Currently, most cancer patients in India, as we said, die within five years of diagnosis, with
poorer patients, as research shows, less likely to survive the disease than richer ones.
After treatment, there is no social security for patients to fall back on.

Those who survive may not be able to work after treatment, and their families continue to
spend more money on their medicines. In the second part of this series, we calculated a
Rs 55,000 loss in income, for the patient and his or her attendant, usually a relative.

Although it is more expensive and spurs catastrophic expenditure, the private sector
accounts for 78% of all outpatient visits and 60% of in-patient stays for cancer.

“The reason why patients seek care at private institutes despite the high cost is the
quality,” said the PHFI’s Dey. “Quality of care in private institutions is much better than
government ones. It is a tough call to make–to look for affordability or for quality.”
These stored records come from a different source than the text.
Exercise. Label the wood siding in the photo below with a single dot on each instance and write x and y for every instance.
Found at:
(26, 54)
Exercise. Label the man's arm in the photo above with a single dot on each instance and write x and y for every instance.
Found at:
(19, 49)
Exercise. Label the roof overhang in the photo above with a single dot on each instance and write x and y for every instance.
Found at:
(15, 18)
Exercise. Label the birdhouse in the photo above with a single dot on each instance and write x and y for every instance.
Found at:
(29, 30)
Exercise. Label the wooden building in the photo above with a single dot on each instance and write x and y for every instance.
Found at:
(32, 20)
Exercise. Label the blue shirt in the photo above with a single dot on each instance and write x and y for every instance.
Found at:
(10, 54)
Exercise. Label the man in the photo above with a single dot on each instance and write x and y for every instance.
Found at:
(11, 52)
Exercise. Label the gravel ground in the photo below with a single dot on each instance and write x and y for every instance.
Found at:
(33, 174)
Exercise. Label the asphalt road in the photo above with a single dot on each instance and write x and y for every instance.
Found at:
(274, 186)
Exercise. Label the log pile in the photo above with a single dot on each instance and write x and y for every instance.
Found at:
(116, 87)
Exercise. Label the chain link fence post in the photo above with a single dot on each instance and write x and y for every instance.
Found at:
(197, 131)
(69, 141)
This rush to the private sector is made worse because the government’s programmes to
finance healthcare languish–either because few patients know about them or procedures
to use them are complex.

Under-utilised: Government healthcare-finance schemes


The government provides a variety of financial assistance to patients living the below
poverty line (BPL) for life-threatening diseases:

1. Rashtriya Arogya Nidhi (RAN or National Health Fund) allows BPL patients to seek
treatment at any of super-specialty hospitals upto Rs 200,000.
2. Health Minister’s Cancer Patient Fund (HMCPF) uses a corpus Rs 100 crore as
fixed deposit; the interest is used to provide financial assistance to BPL patients.
3. State Illness Assistance Fund (SIAF), where 50% of the funds are provided equally
by the state and the Centre; selected BPL patients can get up to Rs 150,000.
4. Health Minister’s Discretionary Grant (HMDG), which allows patients earning less
than Rs 125,000 annually to get assistance of a similar amount.
5. Other than Puducherry, no state has used the SIAF. In 2016-17, the HMCPF was
not used by Karnataka, Gujarat, Odisha, Andhra Pradesh and eight other states.
Bihar and Uttar Pradesh used 45% of the RAN funds, while states such as
Maharashtra, Karnataka, Chhattisgarh used none.
6. As the government’s current programmes falter, and the cancer-care network
awaits expansion, the poorest patients–it appears–will continue to make their long
journeys to the pavement outside Tata Memorial.